After no women applied for their Summer of Code project, the GNOME Foundation has decided to sponsor a special program to attract more budding female developers by offering a $3000 intern deal. Three winners will be assigned a mentor to hack on their GNOME project of choice from home for two months.
"Women prefer KDE" jokes aside, I think this is a valiant attempt to balance the open source community's gender inequalities. However, I'm offended at the application requirements that "don't require you to be a Computer Science student, or even to have a good GPA". Although the point they're likely trying to get across is that a lack of experience doesn't mean a lack of ability, it still sounds like the team is expecting mediocre candidates just to fill a quota.

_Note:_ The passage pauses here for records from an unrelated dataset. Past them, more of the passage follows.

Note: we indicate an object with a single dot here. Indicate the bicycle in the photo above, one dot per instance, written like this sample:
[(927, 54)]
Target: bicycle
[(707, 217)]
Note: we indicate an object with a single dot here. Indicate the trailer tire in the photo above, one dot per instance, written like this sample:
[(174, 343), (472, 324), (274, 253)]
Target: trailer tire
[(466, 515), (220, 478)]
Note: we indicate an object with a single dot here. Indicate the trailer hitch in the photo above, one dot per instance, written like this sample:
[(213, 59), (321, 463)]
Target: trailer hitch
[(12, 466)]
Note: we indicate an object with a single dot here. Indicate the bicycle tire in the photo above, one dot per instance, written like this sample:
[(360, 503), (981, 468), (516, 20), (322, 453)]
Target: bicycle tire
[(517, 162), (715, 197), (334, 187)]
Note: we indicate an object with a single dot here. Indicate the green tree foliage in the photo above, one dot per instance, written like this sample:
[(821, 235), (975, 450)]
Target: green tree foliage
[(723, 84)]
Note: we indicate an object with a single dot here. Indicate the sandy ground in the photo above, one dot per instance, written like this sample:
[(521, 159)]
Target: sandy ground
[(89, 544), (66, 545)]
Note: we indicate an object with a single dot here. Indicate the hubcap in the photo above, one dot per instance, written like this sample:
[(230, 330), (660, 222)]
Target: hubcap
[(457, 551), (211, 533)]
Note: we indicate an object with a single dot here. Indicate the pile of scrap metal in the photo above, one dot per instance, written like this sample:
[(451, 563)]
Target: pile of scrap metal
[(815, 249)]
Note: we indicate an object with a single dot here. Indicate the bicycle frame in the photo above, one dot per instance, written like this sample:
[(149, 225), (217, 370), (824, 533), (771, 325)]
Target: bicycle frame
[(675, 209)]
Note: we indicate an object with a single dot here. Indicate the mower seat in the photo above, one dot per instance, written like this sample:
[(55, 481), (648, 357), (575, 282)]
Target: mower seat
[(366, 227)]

GNOME defends their controversial program based on the results of a recent report stating that women still have a disadvantage due to "being introduced to computers at a later age, being less encouraged to specialise in computing, having few female role models, having less free time to spend programming than men do, and being on the receiving end of sexism when they do try to get involved." The WSOP program is GNOME's first step in helping reverse this trend, hoping the rest of the open source community follows suit.
I genuinely hope that I'm being overly critical and some kick-ass women get exposure from this project. I'll do what I can to keep track of who gets accepted and post a follow up after the termination of the project. So ladies, you have until July 1st to apply. Do us all proud.